Should living room furniture be the same height? My first response to that is, why, and what would the fun of that be? I think a bit of height variety keeps things interesting when it comes to setting up a place to relax for you and your household and guests.
The Golden Ratio
1:1.618 represents the golden ratio, which designers have used for more than 2,500 years as of 2021. Apparently, it’s the standard we’re supposed to live by when determining the height of our living room furniture.
Regarding the golden ratio, Homes & Gardens Interior Designs Author Lucy Searle says, “It occurs multiple times in nature, from the proportion of human bodies to the spiral of seashells and is thought to be perfectly pleasing to the eye.”

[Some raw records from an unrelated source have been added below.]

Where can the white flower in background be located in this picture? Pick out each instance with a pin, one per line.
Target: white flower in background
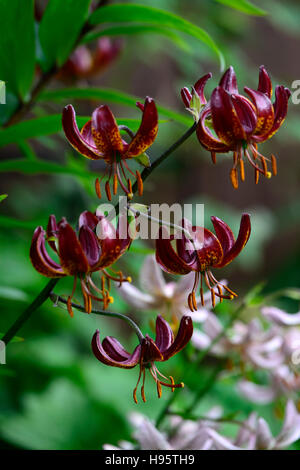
(185, 434)
(261, 348)
(169, 298)
(255, 433)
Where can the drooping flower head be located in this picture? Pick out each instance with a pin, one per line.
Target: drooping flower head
(240, 122)
(112, 353)
(80, 254)
(100, 138)
(195, 100)
(201, 253)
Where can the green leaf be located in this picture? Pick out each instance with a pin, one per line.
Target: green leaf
(46, 125)
(59, 29)
(130, 30)
(17, 45)
(132, 13)
(107, 95)
(244, 6)
(144, 160)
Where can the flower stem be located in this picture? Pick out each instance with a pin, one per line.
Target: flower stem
(38, 301)
(56, 299)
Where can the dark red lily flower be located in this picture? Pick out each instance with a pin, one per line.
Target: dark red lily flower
(81, 254)
(201, 253)
(84, 62)
(112, 353)
(100, 138)
(241, 123)
(195, 100)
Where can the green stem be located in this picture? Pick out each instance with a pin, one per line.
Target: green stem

I’m sure most people today don’t care that much about the golden ratio though. Besides, many living room pieces come together as a set, which makers have already designed to optimal proportions.
Height From The Floor
Source: Zuri Furniture
It doesn’t hurt to know about the golden ratio. However, I believe I have found more practical advice than the golden ratio involving seating.
“Seating should be between 15 and 18 inches off the ground. Any higher and a seat will feel too throne-like; any lower, and you will feel like you are sitting on the floor,” says New York Times Home & Garden’s Stephen Milioti.
This NY interior display expert supports the strict rules set by celebrity home designer Jeffrey Bilhuber, who designed David Bowie’s house. This advice came from 2007, but the 2021 recommendation means the difference of one inch.
Either way, I’m glad to learn that strict design protocol at least allows for some leeway, which is between three and four inches of a height difference from the floor.
Relative To Other Furniture
Coffee Table To Sofa (Or Chairs)
Coffee tables have an interesting purpose. Most ones I’ve seen, they sit level with the top of a couch seat. If alone or only a small group, people sometimes put their feet up on it if not using it for the feet.
However, I wouldn’t recommend putting your feet on it and get a footstool for that purpose instead. However, I do think the possibility of placing the feet on them when not using it to hold drinks may be the reason why they’re lower than round living room tables.
Round Living Room Table
I’ve seen round living room tables set in the center of the room in front of sofas and armchairs. In this case, I think the round tables with tall legs can extend a little taller than the seating that surrounds it.
Style wise, set higher than where people sit just looks exquisite. However, it also serves as a place for people to set and reach their beverages, snacks or meal plates without much strain.
Footrest To The Seat
If you ever tried to use a footrest that reaches above the bottom of the chair or sofa you’re sitting on, you probably can understand how uncomfortable that feels. I think a footrest should reach a height just a little bit lower – but not too much lower – than the place where you would sit.
End Tables to Seating
Source: Zuri Furniture
I’m fascinated by some of these new enable designs released by 2022. In particular, one piece takes the shape of a small letter “a” and supports itself just by four round pedestals that only extend about an inch off the floor, from what I can tell.
These pieces of furniture can sit way below a seat if their tops reach at least a couple of inches above where you sit. I like it when an end table allows me to comfortably reach for a cup of coffee, my mobile device or snacks on a plate, for instance. I might also use it as an arm rest of the chair or sofa I am sitting in doesn’t have one.
Accent Chair to Sofa
Source: Zuri Furniture
I’m all for an accent, side or armchair sitting a bit higher than the seating line of a sofa. The thin, long legs of many styles lend itself to this, as it does provide an aesthetic appeal. It also helps to have slight furniture height variations to accommodate for both short and tall people.
Recliners and Chaises
I think recliners and chaises defy the seating height rules when pairing living room furniture. They both may sit almost to the ground, but it’s because they’re meant for relaxation, napping and lounging.
Source: Ashley HomeStore
Second to sofas, recliners and chaises usually provide the most comfort for an informal gathering that calls for relaxation. I think they’re ideal for having groups of people over to watch a movie or just for sitting around chit-chatting.
Regarding chaises, some of them do have legs that reach as high as sofas or chairs. However, some of them might sit right on the ground with just four nonslip grip holders to keep them in place.
How to Correct Height
For the first time ever, I just saw a multitude of round and square furniture risers available. You can match them to your seating colors, and you can find some to use as pedestals in unleveled rooms, such as if you live in an old building where part of the foundation has sunk. They might correct height if you feel something seems just a bit “off” with your living room display.
I never tried these yet, but I already approve. It’s too bad I didn’t know about furniture risers the last time I tried to balance mine. All I had was whatever I could find at the dollar store, such as upside-down square organizer containers. I think the stackable risers I just discovered in 2022 would work much better for correcting furniture height.